Auch Tag und Nacht liefern ein Beispiel: Wenn es immer Tag wäre, hätte der Mensch keine richtige Vorstellung von der Nacht, denn er hat sie nie gesehen und er könnte auch nicht nachvollziehen was der Tag ist, denn es wäre ja immer Tag und er würde den Gegensatz dazu nicht kennen.
Eine bekannte Parabel ist die Geschichte vom Fisch, der niemals aus dem Wasser herauskommt, und nichts anderes kennt als das Wasser. Er denkt bei sich: Was ist dieses Wasser bloß, von dem alle reden und sagen es sei das Lebenselixier? Wo ist es überhaupt? Warum habe ich es bisher nicht gesehen? Wen er auch immer darum bittet, dass er ihm das Wasser zeigt, der gibt ihm keine Antwort; bis er schließlich eines Tages durch ein Missgeschick aufs Ufer fällt und den Tod vor Augen hat. Da weiß er, was das Lebenselixier Wasser war und welche große Rolle es bisher in seinem Leben gespielt hat.
Das Wesen des Einen Gottes ist absolutes Licht. Es ist Licht demgegenüber es keine Dunkelheit gibt. Er ist das Licht der Welt und der Himmel. Er ist sichtbarer als alles Sichtbare und uns näher als alles, was uns nahe ist. Er ist das Licht ohne Untergang. Das Licht, das überall ausfüllt und weil es keinen Untergang hat , wird es nicht zunichte und es gibt kein Dunkel das den Gegensatz zu ihm bilden würde. Da der menschliche Verstand so beschaffen ist, dass er etwas nur durch seinen Gegensatz erkennen kann, kann er in keiner Hinsicht das Wesen Gottes nachvollziehen.

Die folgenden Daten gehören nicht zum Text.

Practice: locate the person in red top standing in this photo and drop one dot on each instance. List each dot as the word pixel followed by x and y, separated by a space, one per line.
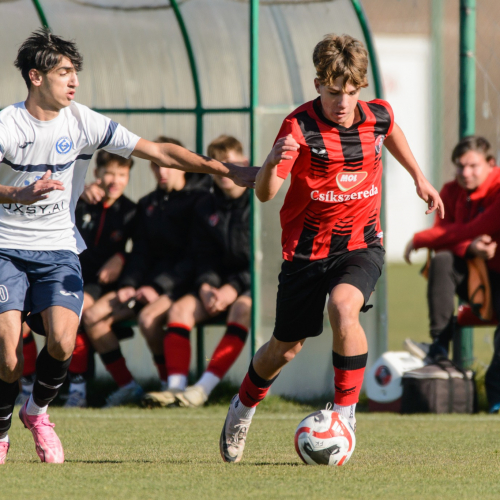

Gott ist seit jeher gewesen und wird immer sein. Das Licht Gottes hat keinen Aufgang und keinen Untergang. Es kennt keine Vernichtung und keine Veränderung. Gottes Herrschaft über die Welt wird nicht weniger und nicht mehr. Ihm steht anders ausgedrückt kein Gegensatz gegenüber. Daher kann der Mensch Gott nicht mit dem Verstand erfassen. Der Mensch erkennt die Dinge durch den Vergleich miteinander oder mit Hilfe ihres Gegensatzes. Wenn etwas keinen Gegensatz aufweist, kann er es selbst bei maximalem In-Erscheinung-Treten nicht erkennen. Die Theosophen sagen: „Gott ist überall auf der Welt absolut zugegen und in Erscheinung. Doch wegen der Intensivität seines Erscheinens auf der Welt ist er unsichtbar.“
Das Wesen Gottes ist in jeder Beziehung unendlich. Es gibt keinen Ort, wo er nicht wäre. Es gibt keine Zeit wo es ihn nicht gäbe und es gibt keine Vollkommenheit, die er nicht besäße. Für ihn sind keinerlei Schranken vorstellbar.
Nun fragt es sich, wie wir dann Gott erkennen sollen?
Auch wenn wir nicht alle Wahrheit über das Wesen Gottes begreifen können, so können wir Ihn doch durch Seine Geschöpfe, die ein Gegenteil haben, d.h. die in einer Zeit existieren und in einer anderen Zeit nicht existieren, erkennen. Alle Erscheinungen sind veränderlich, sie kommen auf und gehen wieder unter. Gott hat auf die anschaulichen Beispiele für Gegensätze hingewiesen wie die Nacht und den Tag, den Sonnenaufgang und Sonnenuntergang, das Leben und den Tod, die Vielfalt und die Verschiedenartigkeit von Menschen, Tieren und Pflanzen. In dem Vers 13 der Sure Fatir (35) heißt es:
„Er lässt die Nacht in den Tag und den Tag in die Nacht übergehen.“
Morgens erstrahlt die Sonne golden über den Bergen und Tälern, mittags erreicht die Sonnenstrahlung ihren Höhepunkt, und beim Untergang erscheint ihr Licht zunehmend blasser bis sich das Dunkel der Nacht einstellt.
Auch steht in der Sure Hidschr (15) im Vers 23:
„Und wahrlich, Wir Selbst machen lebendig und lassen sterben; und Wir allein sind die Erben.“
Auf diese Weise regt der Koran die Menschen zum Nachdenken über Gottes Geschöpfe an, damit sie Ihn finden und Ihn erkennen.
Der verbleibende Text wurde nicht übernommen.